How to Buy
News
Contact Info

ProductsServicesDownloadsSupportCompany Info


Onix Full Text Indexing and Retrieval Toolkit
Fast, Scalable, and Easy to Use
 

Overview

Onix provides you with solutions to your application's indexing and retrieval needs. Onix provides solutions with both high performance and flexibility. When you integrate the Onix library into your application project you will give your application superior performance and reliability.  

Onix is used in a wide variety of solutions ranging from electronic publishing to document management and imaging. Onix is also used for web crawlers, search engines, mail routers and in many other unique applications.

We encourage you to evaluate our demonstration source code that shows how easy it to use Onix or integrate it into your current project. The demostrations show both how to program with the Onix library and also can give you an idea of its speed and power. .

If you have any questions about integrating Onix into your own projects please feel free to contact us. We provide very competitive licensing and free technical support.

 

Fast Indexing Speed  and Low Memory Use

The underlying indexing technology Onix uses provides extremely high indexing throughput. High throughput allows you to index very large datasets in minimal time. Onix can index gigabytes of data even under very tight memory constraints. 

Onix was designed from the start with a scalable architecture to run extremely fast on systems where memory use is critical. It runs even faster when memory is plentiful.

 

Incredibly Fast Query Processing Speed

Onix uses a unique lookup scheme which allows the index for a given query term to be located on average in a single disk seek. The efficiency is available even for large indexes.  This means that if query speed is important to your application Onix will outperform its competitors. When your indexes are being searched interactively this quick response time is crucial for your users experience.

 

Multiple Indexing Formats

Flexibility in toolkit libraries is crucial. What meets one customer's need may not meet an other's. To provide you with maximal flexibility Onix supports a variety of index formats.  Each contains differing amounts of information about the text indexed, allowing you to control decisions of index size, performance, and query flexibility. With Onix you won't be trapped in a "one size fits all" toolkit. 

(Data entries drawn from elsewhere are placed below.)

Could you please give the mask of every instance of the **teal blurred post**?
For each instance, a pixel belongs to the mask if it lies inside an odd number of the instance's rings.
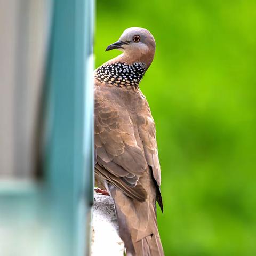
[[[59,255],[82,256],[89,253],[93,199],[93,2],[56,0],[53,7],[47,193],[62,248]]]
[[[43,132],[37,136],[43,141],[43,175],[40,182],[33,177],[25,181],[0,177],[1,255],[89,254],[94,180],[94,3],[52,3],[39,116],[39,130]]]

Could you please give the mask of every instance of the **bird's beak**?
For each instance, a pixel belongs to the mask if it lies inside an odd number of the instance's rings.
[[[105,51],[109,51],[112,49],[117,49],[118,48],[122,48],[123,49],[124,48],[122,47],[122,45],[124,44],[127,44],[127,42],[118,40],[118,41],[116,41],[112,44],[109,45],[106,49]]]

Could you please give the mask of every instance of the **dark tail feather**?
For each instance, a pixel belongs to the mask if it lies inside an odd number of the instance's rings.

Onix's primary index styles are "record level" and "word level."  Record level indexes store which words occur in a document or record. Word level indexes stores both the record a word occurs in and also the location of the word within the record.  Record level indexes provide the smallest index size. Word level indexes are slightly larger since they store both a record number and a word number.  Word level indexes provide the additional benefit of being able to rapidly perform phrase searches and proximity searches.  Each style of indexing has its own advantages and disadvantages. Onix allows you to choose which of the indexing modes is most appropriate to your particular application's needs.

 

Flexible Query Operations

Onix provides powerful query operators to help you find the information you need. Onix supports the standard boolean operators (and, or, not) as well as range searches, phrase searches and proximity searches

Onix provides wildcards when specifying query terms. This allows a wide variety of word forms to easily be located.  Onix is flexible enough to find not only regular English words but also Unicode words and even search for binary data. This enables you to index and search on a wide variety of languages and character sets.  In addition, Onix's flexible query language allows one to search for terms such as "and", "or", and "not" which many systems surpsingly do not allow.

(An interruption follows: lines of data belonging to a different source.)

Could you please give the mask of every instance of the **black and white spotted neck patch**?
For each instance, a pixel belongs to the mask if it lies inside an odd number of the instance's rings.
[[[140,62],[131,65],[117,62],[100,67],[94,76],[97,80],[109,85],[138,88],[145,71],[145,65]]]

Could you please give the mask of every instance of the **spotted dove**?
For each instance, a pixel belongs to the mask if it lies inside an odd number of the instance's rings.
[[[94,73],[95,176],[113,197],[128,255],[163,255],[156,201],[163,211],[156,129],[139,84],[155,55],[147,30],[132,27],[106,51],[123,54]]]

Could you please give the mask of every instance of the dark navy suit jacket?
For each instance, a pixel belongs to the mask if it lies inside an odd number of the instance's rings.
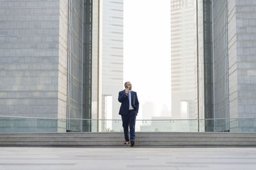
[[[139,101],[138,100],[137,93],[136,92],[131,92],[131,104],[136,113],[139,111]],[[119,115],[125,115],[129,113],[129,99],[128,96],[125,94],[125,90],[119,92],[118,101],[122,103],[119,110]]]

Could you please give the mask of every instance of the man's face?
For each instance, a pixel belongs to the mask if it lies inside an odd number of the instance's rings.
[[[131,90],[132,90],[132,84],[131,83],[131,82],[128,82],[126,84],[126,86],[128,87],[128,89]]]

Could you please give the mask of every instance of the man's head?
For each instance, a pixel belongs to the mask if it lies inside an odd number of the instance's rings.
[[[127,81],[124,83],[124,87],[126,88],[128,87],[128,89],[131,90],[132,90],[132,84],[131,83],[130,81]]]

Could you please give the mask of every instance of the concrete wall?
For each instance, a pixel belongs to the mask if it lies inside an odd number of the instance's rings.
[[[67,117],[65,1],[0,2],[0,115]]]
[[[256,117],[255,18],[255,1],[228,1],[230,118]],[[230,123],[230,131],[248,131],[253,124]]]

Onix also provides the flexibility of indexing multiple forms of words in the same location. You can, for instance index corrected forms of words or even translations of words. Onix is smart enough to correctly handle phrases or proximities with these multiple words forms.  

Some applications require being able to manually process or analyze queries. Onix doesn't lock you into only using what our query language provides. We provide a variety of functions for examining the wordlist as well as for performing the various query operations. These functions let you narrow a search or to show the user the words in the index as they type.

 

Low Index Overhead

Onix uses a proprietary index compression technology to compress indexes into the smallest space possible. This increases the speed of procesing queries by reducing disk I/O, increasing lookup speed. This additionally has the benefit of reducing the amount of disk space required to store indexes. 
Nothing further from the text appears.